Senza dubbio, il credito più grande va all’iniziativa degli instancabili imprenditori e lavoratori cinesi. Ma la storia della matita oggi giorno risulterebbe incompleta se non venissero citate le industrie statali cinesi, che hanno fatto l’investimento iniziale in tecnologia e formazione della mano d’opera; lasse politiche di gestione delle foreste, che hanno artificialmente mantenuto a basso prezzo il legname; generosi sussidi alle esportazioni; e l’intervento statale nel mercato delle valute, che dona ai produttori cinesi un significativo vantaggio in termini di costi. Il governo cinese ha sussidiato, protetto e stimolato le sue aziende per assicurare una rapida industrializzazione, alterando dunque a suo favore la divisione globale del lavoro.

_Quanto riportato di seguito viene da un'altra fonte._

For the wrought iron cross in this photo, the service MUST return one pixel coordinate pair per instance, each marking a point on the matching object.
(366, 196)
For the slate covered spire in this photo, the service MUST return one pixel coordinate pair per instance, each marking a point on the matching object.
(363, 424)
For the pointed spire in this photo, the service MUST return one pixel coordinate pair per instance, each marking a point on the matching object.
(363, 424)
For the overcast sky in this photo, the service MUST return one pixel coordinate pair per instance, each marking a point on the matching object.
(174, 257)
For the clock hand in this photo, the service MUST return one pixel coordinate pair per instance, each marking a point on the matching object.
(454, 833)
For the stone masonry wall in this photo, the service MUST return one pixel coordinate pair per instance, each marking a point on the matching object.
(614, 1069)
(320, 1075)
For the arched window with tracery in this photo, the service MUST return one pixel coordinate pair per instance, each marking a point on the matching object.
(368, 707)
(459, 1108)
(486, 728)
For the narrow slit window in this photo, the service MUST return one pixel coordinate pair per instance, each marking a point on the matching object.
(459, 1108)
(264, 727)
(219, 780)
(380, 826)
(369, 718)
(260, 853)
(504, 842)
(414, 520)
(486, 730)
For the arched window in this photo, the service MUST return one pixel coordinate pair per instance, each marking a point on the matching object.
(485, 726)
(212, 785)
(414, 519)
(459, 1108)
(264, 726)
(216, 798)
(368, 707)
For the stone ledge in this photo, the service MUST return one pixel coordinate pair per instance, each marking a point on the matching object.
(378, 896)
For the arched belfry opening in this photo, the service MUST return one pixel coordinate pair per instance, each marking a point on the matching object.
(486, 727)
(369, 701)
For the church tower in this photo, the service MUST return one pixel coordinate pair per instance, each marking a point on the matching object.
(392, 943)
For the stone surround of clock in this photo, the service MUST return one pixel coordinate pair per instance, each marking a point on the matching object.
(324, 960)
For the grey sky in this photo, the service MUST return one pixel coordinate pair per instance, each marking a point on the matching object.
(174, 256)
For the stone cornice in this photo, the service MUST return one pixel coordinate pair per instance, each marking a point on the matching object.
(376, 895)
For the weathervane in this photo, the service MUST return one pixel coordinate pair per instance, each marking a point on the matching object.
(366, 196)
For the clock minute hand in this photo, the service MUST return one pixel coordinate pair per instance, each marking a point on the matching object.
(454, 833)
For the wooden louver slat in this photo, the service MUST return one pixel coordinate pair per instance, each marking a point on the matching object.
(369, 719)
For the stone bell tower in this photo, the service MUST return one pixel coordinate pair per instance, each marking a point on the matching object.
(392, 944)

Friedman stesso avrebbe osteggiato queste politiche governative. Eppure, decine di migliaia di lavoratori occupati nelle fabbriche di matite cinesi sarebbero rimasti con ogni probabilità poveri contadini se il governo non avesse dato una piccola spinta alle forze del mercato per far decollare l’industria. Dato il successo economico della Cina, è difficile negare il contributo delle politiche governative di industrializzazione.
Il posto nella storia del pensiero economico degli entusiasti del libero mercato resta al sicuro. Ma i pensatori come Friedman lasciano un’eredità ambigua e sconcertante, perché sono stati gli intervenzionisti ad avere successo nella storia economica, laddove conta davvero la realtà.